Amit Anand, deputy conservator of forests (southern division), said camera traps had been placed in different parts of the sanctuary as part of a wildlife census. The image, from August 30, was captured around 6 a.m., according to the time stamp.
As this is the first time that camera traps have been placed in the sanctuary, it is also the first time that a leopard has been captured in a camera trap image. “We have tried to improve the habitat in the area. The water conservation measures and the attempt to reduce trespassing could have helped protect the habitat of flora and fauna in the area, ”Anand said, adding that residents of the neighboring area had been alerted. of the presence of the leopard.
“The sanctuary has been a transitory habitat for leopards, but we have never had proof of their existence here. There was a sighting in early January of this year, as a result of which we decided to organize a wildlife census, ”Anand said.

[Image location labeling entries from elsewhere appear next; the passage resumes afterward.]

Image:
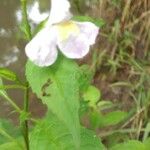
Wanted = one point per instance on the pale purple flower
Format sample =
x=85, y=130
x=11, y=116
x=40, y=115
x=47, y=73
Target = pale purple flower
x=72, y=38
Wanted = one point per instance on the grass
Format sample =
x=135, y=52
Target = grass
x=121, y=60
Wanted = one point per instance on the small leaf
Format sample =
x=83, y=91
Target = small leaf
x=85, y=77
x=147, y=143
x=57, y=86
x=11, y=146
x=7, y=126
x=51, y=133
x=113, y=118
x=8, y=74
x=97, y=22
x=99, y=120
x=92, y=95
x=130, y=145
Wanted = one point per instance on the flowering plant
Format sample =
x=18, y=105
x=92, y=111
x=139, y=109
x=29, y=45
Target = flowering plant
x=60, y=86
x=72, y=38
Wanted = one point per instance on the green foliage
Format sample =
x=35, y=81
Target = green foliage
x=11, y=146
x=92, y=95
x=130, y=145
x=99, y=120
x=85, y=76
x=97, y=22
x=6, y=125
x=53, y=134
x=8, y=74
x=57, y=86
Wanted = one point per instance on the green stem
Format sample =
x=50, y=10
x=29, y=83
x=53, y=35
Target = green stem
x=124, y=131
x=11, y=102
x=26, y=97
x=25, y=19
x=25, y=122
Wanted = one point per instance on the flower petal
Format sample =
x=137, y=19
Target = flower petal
x=77, y=44
x=42, y=48
x=60, y=11
x=90, y=30
x=74, y=46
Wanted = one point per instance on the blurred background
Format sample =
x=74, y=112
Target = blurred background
x=120, y=59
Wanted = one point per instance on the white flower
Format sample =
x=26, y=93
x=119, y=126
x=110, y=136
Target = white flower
x=72, y=38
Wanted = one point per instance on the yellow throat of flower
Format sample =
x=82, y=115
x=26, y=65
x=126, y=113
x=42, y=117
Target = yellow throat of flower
x=67, y=28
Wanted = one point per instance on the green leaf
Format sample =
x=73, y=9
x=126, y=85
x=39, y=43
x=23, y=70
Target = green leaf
x=2, y=91
x=11, y=146
x=130, y=145
x=10, y=129
x=85, y=77
x=8, y=74
x=147, y=143
x=51, y=133
x=99, y=120
x=57, y=86
x=97, y=22
x=39, y=27
x=92, y=95
x=112, y=118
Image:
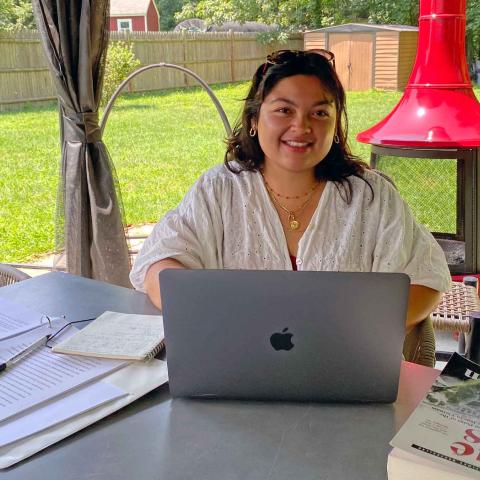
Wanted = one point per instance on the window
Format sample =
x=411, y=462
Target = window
x=124, y=25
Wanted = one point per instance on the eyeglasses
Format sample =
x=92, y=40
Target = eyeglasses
x=283, y=56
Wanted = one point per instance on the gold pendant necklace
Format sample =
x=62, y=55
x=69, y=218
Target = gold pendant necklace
x=293, y=222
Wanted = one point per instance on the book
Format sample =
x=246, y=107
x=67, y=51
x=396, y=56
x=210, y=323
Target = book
x=116, y=335
x=441, y=438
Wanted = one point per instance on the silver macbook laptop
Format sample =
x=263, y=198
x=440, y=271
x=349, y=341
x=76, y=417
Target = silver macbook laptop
x=283, y=335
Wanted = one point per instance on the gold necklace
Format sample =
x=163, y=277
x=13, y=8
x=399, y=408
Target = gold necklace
x=286, y=197
x=294, y=224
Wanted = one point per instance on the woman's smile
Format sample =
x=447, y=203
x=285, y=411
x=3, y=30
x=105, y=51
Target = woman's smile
x=296, y=123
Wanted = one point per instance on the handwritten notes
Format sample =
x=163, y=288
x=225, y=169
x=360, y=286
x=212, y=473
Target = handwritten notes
x=43, y=376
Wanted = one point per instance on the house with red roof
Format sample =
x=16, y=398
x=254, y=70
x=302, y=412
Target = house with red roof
x=134, y=16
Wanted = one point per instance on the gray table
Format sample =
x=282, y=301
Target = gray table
x=158, y=437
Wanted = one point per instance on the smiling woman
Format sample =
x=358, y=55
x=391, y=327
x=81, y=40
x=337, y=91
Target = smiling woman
x=292, y=196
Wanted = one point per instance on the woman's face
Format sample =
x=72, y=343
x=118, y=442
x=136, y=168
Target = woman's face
x=296, y=124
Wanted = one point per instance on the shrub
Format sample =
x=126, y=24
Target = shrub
x=121, y=61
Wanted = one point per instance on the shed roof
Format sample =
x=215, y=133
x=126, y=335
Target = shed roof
x=364, y=27
x=128, y=7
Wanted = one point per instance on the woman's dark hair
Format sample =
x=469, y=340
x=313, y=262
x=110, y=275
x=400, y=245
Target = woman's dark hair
x=339, y=163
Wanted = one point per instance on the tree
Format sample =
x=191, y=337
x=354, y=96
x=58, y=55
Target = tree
x=167, y=10
x=16, y=15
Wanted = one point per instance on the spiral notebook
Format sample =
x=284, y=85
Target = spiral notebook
x=116, y=335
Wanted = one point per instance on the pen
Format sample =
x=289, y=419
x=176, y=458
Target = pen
x=23, y=353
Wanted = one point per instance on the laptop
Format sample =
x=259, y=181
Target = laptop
x=284, y=335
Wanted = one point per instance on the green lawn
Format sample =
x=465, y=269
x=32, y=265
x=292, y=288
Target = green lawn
x=159, y=143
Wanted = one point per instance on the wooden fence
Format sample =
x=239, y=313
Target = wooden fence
x=216, y=57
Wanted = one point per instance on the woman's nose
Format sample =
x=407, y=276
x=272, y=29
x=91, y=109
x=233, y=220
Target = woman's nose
x=302, y=124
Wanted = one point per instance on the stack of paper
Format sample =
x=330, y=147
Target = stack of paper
x=46, y=397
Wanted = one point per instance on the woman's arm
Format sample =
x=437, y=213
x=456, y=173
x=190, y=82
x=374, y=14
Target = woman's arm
x=421, y=302
x=152, y=283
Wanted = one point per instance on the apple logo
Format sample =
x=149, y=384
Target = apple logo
x=282, y=341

The census started about two months ago and there are five to six people in the process. “We are looking at mammals, reptiles and birds,” he said.

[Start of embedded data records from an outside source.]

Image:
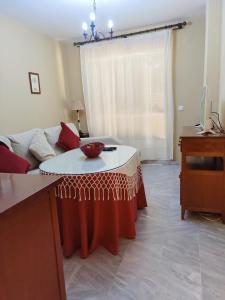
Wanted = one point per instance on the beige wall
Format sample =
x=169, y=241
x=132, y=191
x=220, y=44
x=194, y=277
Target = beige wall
x=23, y=50
x=222, y=71
x=189, y=45
x=188, y=75
x=72, y=71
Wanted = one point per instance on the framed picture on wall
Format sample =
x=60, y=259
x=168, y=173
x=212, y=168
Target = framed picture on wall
x=34, y=83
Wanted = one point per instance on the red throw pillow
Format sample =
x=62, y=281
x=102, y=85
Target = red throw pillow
x=68, y=140
x=12, y=163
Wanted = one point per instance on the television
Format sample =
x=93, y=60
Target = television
x=205, y=114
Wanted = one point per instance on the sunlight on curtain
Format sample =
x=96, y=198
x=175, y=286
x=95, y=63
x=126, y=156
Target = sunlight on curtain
x=127, y=86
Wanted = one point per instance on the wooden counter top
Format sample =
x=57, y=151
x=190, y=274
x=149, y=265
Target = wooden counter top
x=14, y=188
x=191, y=132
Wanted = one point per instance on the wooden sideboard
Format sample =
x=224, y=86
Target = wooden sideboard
x=30, y=252
x=202, y=178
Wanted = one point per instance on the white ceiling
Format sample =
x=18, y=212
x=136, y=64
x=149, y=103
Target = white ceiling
x=62, y=19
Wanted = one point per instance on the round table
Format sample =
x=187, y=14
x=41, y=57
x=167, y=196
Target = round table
x=98, y=198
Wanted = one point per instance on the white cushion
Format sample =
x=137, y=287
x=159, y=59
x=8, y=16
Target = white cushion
x=52, y=135
x=20, y=143
x=7, y=142
x=40, y=147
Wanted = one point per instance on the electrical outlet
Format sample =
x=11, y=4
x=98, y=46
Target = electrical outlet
x=180, y=108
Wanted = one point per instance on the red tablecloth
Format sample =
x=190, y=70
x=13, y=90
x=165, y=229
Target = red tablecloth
x=94, y=217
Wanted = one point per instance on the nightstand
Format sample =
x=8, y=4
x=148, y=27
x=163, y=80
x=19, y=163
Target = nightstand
x=83, y=134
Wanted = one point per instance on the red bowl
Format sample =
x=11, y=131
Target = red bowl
x=93, y=149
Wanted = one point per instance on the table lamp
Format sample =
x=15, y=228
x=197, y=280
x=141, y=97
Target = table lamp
x=78, y=105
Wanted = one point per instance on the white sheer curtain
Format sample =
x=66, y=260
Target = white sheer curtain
x=127, y=86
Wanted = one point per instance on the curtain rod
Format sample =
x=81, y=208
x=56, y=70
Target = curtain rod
x=125, y=35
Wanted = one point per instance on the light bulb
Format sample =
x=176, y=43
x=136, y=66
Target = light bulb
x=92, y=17
x=84, y=26
x=110, y=24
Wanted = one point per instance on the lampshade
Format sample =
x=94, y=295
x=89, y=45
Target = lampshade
x=78, y=105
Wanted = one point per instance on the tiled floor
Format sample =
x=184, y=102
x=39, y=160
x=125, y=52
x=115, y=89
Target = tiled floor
x=169, y=260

The good part about the leopard sighting is that it is now seen in an area where it was not previously seen, said Sohail Madan of the Bombay Natural History Society (BNHS). “Instead of the leopard going to villages or crossing roads and highways, it is now in the sanctuary in areas where the department has worked on reforestation and made water points and check dams. Trespassing was common in areas where the leopard is now seen. It was stopped and the reduction in disruption really helped, ”he said.
This type of restoration appears to be helping the leopard’s habitat, he said, but only the three-year study conducted by the BNHS and the Forestry Department can confirm this. The wildlife census is part of this three-year study.
“There is more to learning than just counting numbers. We want to know where the leopard is going, what habitats it uses, what it eats, what the prey base is here and how dense is that prey base. We will study pug marks and droppings to understand its diet, in addition to the walk surveys. Camera traps are one way to collect less visible animal evidence, ”Madan said.
This is the first such mammalian study at Asola Bhatti, although birds and butterflies in the area have already been studied. “The leopard is not an unusual sighting in Asola Bhatti. We have had a few markers since January of this year. The habitat is rich in the monkeys that leopards feed on, providing a rich prey base, ”Madan said.